Outrigger Peak is a double summit located in the Battle Range of the Selkirk Mountains. The remote peak is set approximately 10 km south of Glacier National Park and 3 km east of Moby Dick Mountain. Typee Mountain is one kilometer west of Outrigger and Omoo Peak is one kilometer northeast. Precipitation runoff from the mountain drains north into the headwaters of Butters Creek and south into Houston Creek which are both tributaries of the Duncan River. Outrigger Peak is more notable for its steep rise above local terrain than for its absolute elevation. Topographic relief is significant as the summit rises 1,550 meters (5,085 ft) above Houston Creek in 3 km. The first ascent of Outrigger's summit was made in 1972 by Andrew J. Kauffman II, Judge David Michael, Arnold Wexler and John Markel.

==Etymology==

The landform's name follows the Herman Melville-associated naming theme of this area established in 1958–59 by the Sam Silverstein-Douglas Anger climbing party.
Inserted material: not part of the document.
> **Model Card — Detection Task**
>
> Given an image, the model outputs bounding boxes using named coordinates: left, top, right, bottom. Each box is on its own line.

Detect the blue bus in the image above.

Melville's novels Omoo and Typee are centered around the islands of Polynesia. An outrigger is a boat commonly used in this part of the world. The mountain's toponym was officially adopted on October 3, 1973, by the Geographical Names Board of Canada.

==Climate==

Based on the Köppen climate classification, Outrigger Peak is located in a subarctic climate zone with cold, snowy winters, and mild summers. Winter temperatures can drop below −20 °C with wind chill factors below −30 °C. This climate supports the Pequod Glacier on the northwest slope of the peak.